During her first term she was appointed to her first leadership position by Governor Spiro Agnew. As chair of the Commission on the Public Library Laws, she organized legislation to improve the state's library system.

In 1971, Menes was the subject of a notorious joke by Thomas Hunter Lowe, then the Speaker of the Maryland House of Delegates. At the time, she was one of only eleven female lawmakers in Maryland. The House building in Annapolis, Maryland, did not have a women's restroom; the women had to walk across a crowded concourse to use a public restroom. The delay was serious enough to cause women lawmakers to miss an occasional vote. After Menes complained, Lowe appointed her "chairman" of the women's restroom committee and, in front of all the delegates, presented her with a fur-covered toilet seat. Menes later claimed the incident as a victory of sorts, noting that it was the first time a woman had appeared on the rostrum. The following year she co-founded the Maryland women's legislative caucus, notably the first of its kind in the United States, and served as its president until 1979. The women got their own restroom in 1973.

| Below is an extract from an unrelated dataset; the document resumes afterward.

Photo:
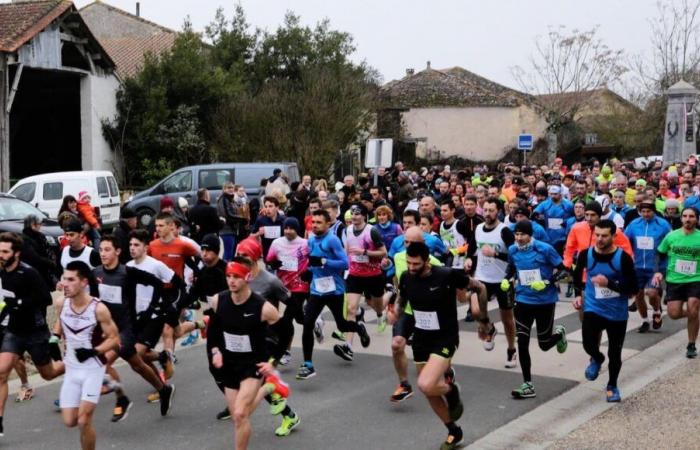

In the mid-1970s, she worked to change a state law that prohibited a woman from filing a civil lawsuit against her husband. She said at the time that the changes would "go a long way to helping Maryland women protect themselves...Just the threat of financial responsibility will stay many a husband's hand." She successfully sponsored bills to require AIDS testing of prisoners, create needle-exchange programs, and require medical personnel, teachers, and social workers to report suspected child abuse.

Menes was active in many committees and advisory boards. She founded the Women's Network of the National Conference of State Legislatures (NCSL) in 1977 and served as its president until 1979. She led the Maryland delegation to the National Women's Conference in 1977 and served as president of the National Order of Women Legislators from 1979 to 1980. In 1979 she became the first female member of the state Judiciary Committee, on which she served until the end of her career. She chaired the Special Committee on Drug and Alcohol Abuse from 1987 to 2006. At various times she was a member of the Rules and Executive Nominations Committee, the Legislative Policy Committee, the Joint Committee on Legislative Ethics, the Joint Oversight Committee on Corrections, the Maryland State Arts Council, the Maryland Commission on Aging, and the Prince George's County Domestic Violence Task Force, among others. During her last few years in office she served as Maryland's House parliamentarian.

== Awards ==

- Ann London Scott Award for Legislative Excellence, Maryland National Organization for Women, 1976
- International Women's Year Award, Prince George's County International Women's Year Commission, 1977
- Woman of the Year award, College Park Business and Professional Women's Association, 1978
- Hunter College Hall of Fame, 1986
- Prince George's County's Women's Hall of Fame, 1989
- Annual MNADV Award, Maryland Network Against Domestic Violence, 1995
- Dewitt Award, Maryland Correctional Administrators Association, 2001
- Maryland Women's Hall of Fame, 2008

==Personal life==

She married Melvin Menes on September 1, 1946. The couple met at the Office of the Quartermaster General, where she trained him as her replacement. They had three daughters. She was Jewish.

She died of pneumonia at Holy Cross Hospital in Silver Spring, Maryland, on May 16, 2009. She was buried at the King David Memorial Gardens in Falls Church, Virginia.